A clear sense of mission and vision is requisite to run such a company, Jamison says. "What we were trying to do, and did, and continue to do, is touch people in here," she says, pointing to her heart. To touch other people, you must be in touch with yourself, Jamison maintains, whether you're a dancer or a director. You still have to face that person in the mirror and find out what that truth is, she says.
"What I find is that when you create your own agenda ... you are true to yourself, and you care about your effect on others.... I find it very, very difficult to get down into the negative side of anything. It's too hard to do what I'm doing, to carry that extra load.
"It's like dancing," she continues. "If I'm on stage and I'm dancing my guts out, and then somebody writes something awful, I know what I did. I know. And you really have to be secure in that. Not pompously saying 'Well, I know what I did.' It's not about that. It's just feeling secure in knowing that you have given the truest of whoever you are."
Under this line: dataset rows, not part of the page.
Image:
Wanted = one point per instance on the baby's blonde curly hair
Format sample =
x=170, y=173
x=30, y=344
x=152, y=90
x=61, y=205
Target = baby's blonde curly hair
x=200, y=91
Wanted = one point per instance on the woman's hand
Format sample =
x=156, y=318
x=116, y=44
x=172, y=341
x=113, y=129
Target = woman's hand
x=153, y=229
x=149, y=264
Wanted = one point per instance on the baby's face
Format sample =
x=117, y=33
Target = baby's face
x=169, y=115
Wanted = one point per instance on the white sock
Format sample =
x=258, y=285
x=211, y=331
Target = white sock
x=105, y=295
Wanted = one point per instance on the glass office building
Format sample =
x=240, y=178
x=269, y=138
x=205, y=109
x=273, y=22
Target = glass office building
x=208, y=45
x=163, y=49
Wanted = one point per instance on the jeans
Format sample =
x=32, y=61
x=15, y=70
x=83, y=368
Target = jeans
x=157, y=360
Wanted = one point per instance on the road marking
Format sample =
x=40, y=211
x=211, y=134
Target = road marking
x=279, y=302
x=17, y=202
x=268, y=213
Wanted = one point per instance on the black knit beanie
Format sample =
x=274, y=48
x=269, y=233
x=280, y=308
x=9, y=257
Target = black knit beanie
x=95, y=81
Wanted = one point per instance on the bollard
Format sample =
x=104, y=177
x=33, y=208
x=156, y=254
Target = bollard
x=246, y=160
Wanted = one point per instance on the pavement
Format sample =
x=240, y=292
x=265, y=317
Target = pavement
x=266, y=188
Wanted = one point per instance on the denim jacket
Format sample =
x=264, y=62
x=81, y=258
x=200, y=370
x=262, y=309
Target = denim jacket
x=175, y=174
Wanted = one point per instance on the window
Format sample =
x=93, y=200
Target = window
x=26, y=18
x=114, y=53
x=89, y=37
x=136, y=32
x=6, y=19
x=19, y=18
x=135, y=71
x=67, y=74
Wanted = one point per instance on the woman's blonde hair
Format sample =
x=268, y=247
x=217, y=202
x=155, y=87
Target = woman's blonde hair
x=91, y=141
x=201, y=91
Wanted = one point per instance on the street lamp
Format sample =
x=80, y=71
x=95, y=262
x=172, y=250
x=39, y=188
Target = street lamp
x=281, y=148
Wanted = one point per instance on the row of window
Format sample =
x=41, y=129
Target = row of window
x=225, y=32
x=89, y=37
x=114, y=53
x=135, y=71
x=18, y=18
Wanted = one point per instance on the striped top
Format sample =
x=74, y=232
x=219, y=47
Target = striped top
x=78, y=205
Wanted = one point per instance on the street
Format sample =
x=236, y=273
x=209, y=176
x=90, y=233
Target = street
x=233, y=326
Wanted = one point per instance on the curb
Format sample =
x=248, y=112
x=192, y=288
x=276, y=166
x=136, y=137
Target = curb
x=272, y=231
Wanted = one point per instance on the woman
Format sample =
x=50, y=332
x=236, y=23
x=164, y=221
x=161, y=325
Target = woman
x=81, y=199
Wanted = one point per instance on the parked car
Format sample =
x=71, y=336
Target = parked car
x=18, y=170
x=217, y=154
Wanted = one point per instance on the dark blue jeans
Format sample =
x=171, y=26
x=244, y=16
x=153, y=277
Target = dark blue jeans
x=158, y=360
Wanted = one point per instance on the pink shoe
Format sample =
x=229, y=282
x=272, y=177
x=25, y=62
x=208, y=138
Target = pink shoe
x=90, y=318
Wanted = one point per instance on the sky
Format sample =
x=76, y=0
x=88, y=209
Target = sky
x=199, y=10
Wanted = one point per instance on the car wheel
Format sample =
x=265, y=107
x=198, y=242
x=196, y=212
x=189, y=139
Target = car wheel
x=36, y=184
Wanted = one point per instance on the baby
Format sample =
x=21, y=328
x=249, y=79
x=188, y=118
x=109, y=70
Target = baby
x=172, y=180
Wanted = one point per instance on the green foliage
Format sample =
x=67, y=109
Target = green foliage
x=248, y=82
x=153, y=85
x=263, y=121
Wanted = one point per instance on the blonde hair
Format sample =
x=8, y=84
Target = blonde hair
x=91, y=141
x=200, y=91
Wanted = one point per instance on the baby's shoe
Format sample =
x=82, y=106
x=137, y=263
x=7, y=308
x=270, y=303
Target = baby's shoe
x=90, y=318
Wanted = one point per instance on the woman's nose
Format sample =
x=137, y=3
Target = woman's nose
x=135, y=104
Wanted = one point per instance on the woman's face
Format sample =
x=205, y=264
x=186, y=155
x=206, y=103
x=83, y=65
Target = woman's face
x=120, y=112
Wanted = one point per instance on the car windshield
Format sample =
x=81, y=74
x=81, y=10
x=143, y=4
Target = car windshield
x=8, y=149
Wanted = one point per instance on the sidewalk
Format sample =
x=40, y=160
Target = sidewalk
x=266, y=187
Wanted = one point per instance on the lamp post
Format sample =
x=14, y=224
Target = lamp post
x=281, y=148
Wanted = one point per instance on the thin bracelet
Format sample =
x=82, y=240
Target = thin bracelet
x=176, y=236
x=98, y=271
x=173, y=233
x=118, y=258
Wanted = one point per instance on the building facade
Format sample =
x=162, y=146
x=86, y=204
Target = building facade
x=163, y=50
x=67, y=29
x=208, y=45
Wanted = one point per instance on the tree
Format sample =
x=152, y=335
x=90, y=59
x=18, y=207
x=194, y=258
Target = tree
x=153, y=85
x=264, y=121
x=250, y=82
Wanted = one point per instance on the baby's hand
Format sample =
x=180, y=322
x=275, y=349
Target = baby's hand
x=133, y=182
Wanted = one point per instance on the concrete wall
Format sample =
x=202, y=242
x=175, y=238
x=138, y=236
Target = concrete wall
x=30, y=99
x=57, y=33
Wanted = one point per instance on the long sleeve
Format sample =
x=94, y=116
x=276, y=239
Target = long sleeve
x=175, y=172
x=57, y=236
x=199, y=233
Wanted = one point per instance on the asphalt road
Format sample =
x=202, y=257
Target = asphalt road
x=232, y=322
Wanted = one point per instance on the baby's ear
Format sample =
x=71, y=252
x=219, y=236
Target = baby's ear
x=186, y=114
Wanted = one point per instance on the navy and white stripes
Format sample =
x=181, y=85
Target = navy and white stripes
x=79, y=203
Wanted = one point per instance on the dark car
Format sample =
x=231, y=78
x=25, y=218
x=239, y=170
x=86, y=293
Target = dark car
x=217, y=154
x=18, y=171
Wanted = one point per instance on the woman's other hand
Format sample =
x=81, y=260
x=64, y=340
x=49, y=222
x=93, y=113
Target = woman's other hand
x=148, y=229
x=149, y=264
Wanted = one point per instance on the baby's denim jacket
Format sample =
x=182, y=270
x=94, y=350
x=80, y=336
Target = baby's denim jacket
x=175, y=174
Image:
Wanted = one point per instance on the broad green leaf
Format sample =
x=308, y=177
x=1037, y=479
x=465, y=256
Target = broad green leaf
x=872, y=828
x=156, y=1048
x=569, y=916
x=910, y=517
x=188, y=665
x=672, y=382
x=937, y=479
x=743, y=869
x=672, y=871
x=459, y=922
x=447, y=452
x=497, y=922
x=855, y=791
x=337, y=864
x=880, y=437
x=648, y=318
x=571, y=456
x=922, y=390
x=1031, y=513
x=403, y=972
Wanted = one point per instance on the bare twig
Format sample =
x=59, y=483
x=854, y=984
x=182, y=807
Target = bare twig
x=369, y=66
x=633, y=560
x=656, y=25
She tells of seeing a touching TV interview with James Baldwin, a friend of Ailey's. "He had seen me dance in Paris and had me sign a photograph that he kept over his fireplace in the south of France," she recalls. He talked about how "humility comes when you know that you're dancing in the presence of God and not just in the presence of man." Jamison says she herself has always believed that. "Humility comes when you know that there's something much bigger than you that puts you out on the stage, and it
wasn't happenstance that you happened to be where you are."